What we bring to God during Lent is ourselves, and if we are sincere and humble enough we bring the firstfruits of our lives before God during Lent. We bring God our all and everything, and we lay it before Him as a sacrifice. We literally empty ourselves out, and like an empty canister, God will fill us, fill us to overflowing.

God’s love and grace will fill us to the point of overflow.

That overflow will be evident in our actions towards and with each other. That person next to you and me, our spouse, our friends, our children, our buddy at bingo or at the club will be affected by God’s outpouring. Our enemies, those right here in the Capital District who hate our Church, will be won over.

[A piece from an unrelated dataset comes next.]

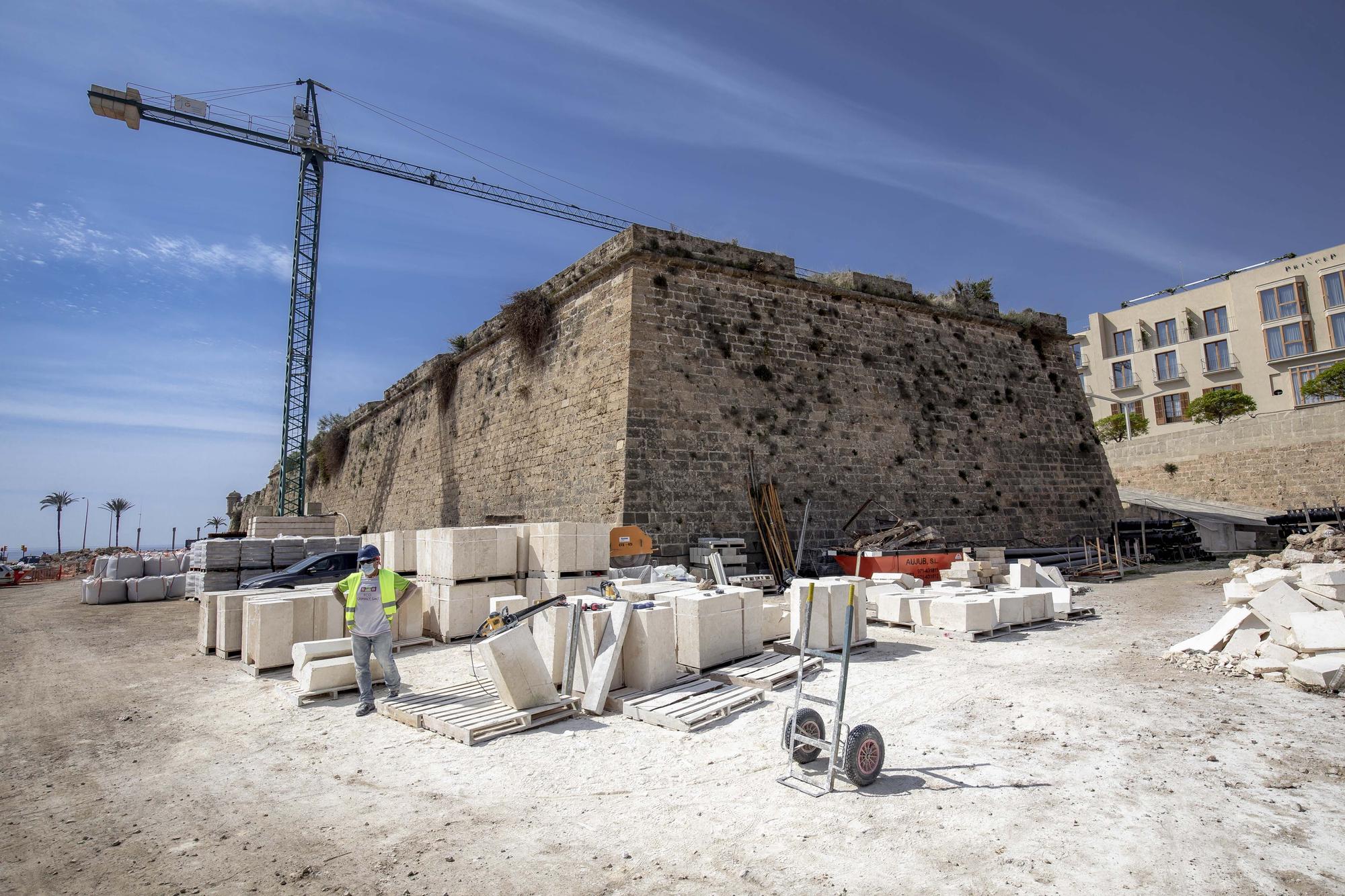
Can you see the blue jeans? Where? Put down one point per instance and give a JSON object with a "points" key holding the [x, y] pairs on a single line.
{"points": [[383, 649]]}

In Malachi God challenges us to trust Him. He literally says:

And trust me in this.

Test Me, Check Me out, put Me to the test. If we bring our all, our tithe, our firstfruits into the storehouse of God, if we place our lives in God’s hands, He will pour out such a blessing upon us that our storehouses will not be able to contain it.

We will be changed, and because of the change in us, the world will be changed, one person at a time.

This is what we are to believe, ponder, and live. That by our acceptance of God in faith, by our Lenten humility and penance, by our heartfelt commitment to emptying ourselves out, we will be changed, and as Paul says:

For one believes with the heart and so is justified,
and one confesses with the mouth and so is saved.